Semarang – Meski berstatus perusahaan besar, masih saja banyak perusahaan yang melakukan pelanggaran ketenagakerjaan. Seperti terungkap belum lama ini, PT Nyonya Meener yang merupakan pabrik jamu tertua di Jawa Tengah (Jateng) sejak tahun 1919, ternyata sudah sejak lima bulan terakhir ini tidak membayar gaji para buruhnya. Tak pelak, para buruh yang bekerja di pabrik itu melakukan aksi unjuk rasa untuk menuntut hak-hak mereka. Pada Senin (20/06/2016) siang, mereka mendatangi kantor Gubernur Jateng untuk meminta Gubernur Ganjar Pranowo ikut turun tangan menyelesaikan masalah tersebut.

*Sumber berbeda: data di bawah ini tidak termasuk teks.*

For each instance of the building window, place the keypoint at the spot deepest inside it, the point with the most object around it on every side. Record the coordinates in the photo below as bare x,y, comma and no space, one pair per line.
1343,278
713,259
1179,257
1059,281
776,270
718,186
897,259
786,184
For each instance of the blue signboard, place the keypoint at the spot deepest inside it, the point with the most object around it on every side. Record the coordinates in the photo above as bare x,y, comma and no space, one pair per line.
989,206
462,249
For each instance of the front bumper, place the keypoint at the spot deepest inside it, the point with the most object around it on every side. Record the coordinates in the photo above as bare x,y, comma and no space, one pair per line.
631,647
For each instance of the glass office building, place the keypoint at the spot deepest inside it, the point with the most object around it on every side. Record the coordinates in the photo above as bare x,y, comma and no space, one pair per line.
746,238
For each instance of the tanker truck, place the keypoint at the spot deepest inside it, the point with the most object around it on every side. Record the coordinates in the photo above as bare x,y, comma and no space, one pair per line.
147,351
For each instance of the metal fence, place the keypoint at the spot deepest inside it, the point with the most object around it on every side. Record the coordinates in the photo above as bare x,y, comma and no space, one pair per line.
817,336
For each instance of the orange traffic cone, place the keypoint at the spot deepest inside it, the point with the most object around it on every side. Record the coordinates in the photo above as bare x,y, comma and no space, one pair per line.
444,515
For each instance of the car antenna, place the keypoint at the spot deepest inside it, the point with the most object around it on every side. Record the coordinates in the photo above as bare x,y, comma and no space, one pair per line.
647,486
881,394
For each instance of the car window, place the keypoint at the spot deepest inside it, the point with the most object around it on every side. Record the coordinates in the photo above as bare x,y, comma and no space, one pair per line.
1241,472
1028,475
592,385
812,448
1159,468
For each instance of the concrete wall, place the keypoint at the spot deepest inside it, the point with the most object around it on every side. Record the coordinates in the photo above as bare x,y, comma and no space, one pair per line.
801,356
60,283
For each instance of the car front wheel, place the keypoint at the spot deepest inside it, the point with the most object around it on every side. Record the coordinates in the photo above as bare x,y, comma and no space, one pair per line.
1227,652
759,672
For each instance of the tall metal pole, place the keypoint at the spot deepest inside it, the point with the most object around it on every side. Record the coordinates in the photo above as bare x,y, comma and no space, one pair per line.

Aksi unjuk rasa buruh PT Nyonya Meneer. Foto: MetroSemarang.com |
Ratusan buruh tersebut menyambangi kantor Gubernur Jateng untuk menggelar aksi damai dengan salat berjamaah di lorong gedung. Menurut para buruh, perlakuan dari manajemen PT Nyonya Meneer yang tidak membayarkan gaji buruh sejak bulan Januari 2016 lalu itu sangat kelewatan. Padahal, mereka sudah loyal bekerja di pabrik itu selama puluhan tahun, meski sebagian besar hanya bekerja serabutan sebagai tenaga pemilah rempah-rempah.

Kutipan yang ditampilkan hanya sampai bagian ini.